Featuring a gifted, autistic child piecing together connections that no one else can see, Fox's new Kiefer Sutherland vehicle Touch is built around numbers—but, according to a mathematician, they don't add up.
Dr. Keith Devlin, a mathematician at Stanford University, has watched the first episode and says some of the basic concepts featured in the series are just not being used correctly.
"The first number we encounter, by way of [Sutherland's character's son] Jake's disembodied voice (he does not speak, so we only hear him as a thought-track) is the golden ratio, approximately 1.618. Thematically, that's good, since that number does occur a lot in nature, often by way of its closely associated Fibonacci sequence," he wrote in a piece for The Huffington Post. "Which makes it all the more perplexing that, midway through the first episode, we have Danny Glover's character repeating a series of oft-recycled falsehoods about the Fibonacci sequence. He begins by saying that it was discovered by the twelfth-century mathematician Fibonacci, which is not true. Fibonacci (who was in fact a thirteenth-century mathematician, and who was not given that nickname until the 19th century) simply included in a book he wrote, an ancient arithmetic problem that yields those numbers when you solve it ... Though there are many fascinating examples of the occurrence of the Fibonacci sequence in the natural world, the three that Glover cites are all wrong: that the sequence can be found in the curve of a wave, in the spiral of a shell, and in the segments of a pineapple."

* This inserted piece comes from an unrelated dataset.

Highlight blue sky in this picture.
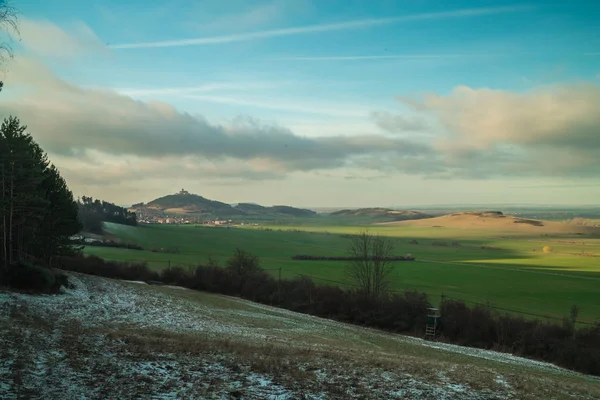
[0,0,600,206]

Luckily, Devlin says the gaffes don't really take away from the series, since it's more about heart than numbers.
"Touch stretches the power of mathematics to understand and to accurately predict beyond the physical world, to the lives of individual people, and math doesn't do that. But that's how big-theme fiction works, by taking sweeping ideas and shrinking them down to a personal level," he said. "Whether the series creators and writers set out to create, by way of Jake, a metaphor for the role of mathematics in the modern (and to some extent the ancient) world of human connectivity, I have no idea. At some level, they must have. Regardless of their intent, however, if the first episode is anything to go by, they have done so superbly."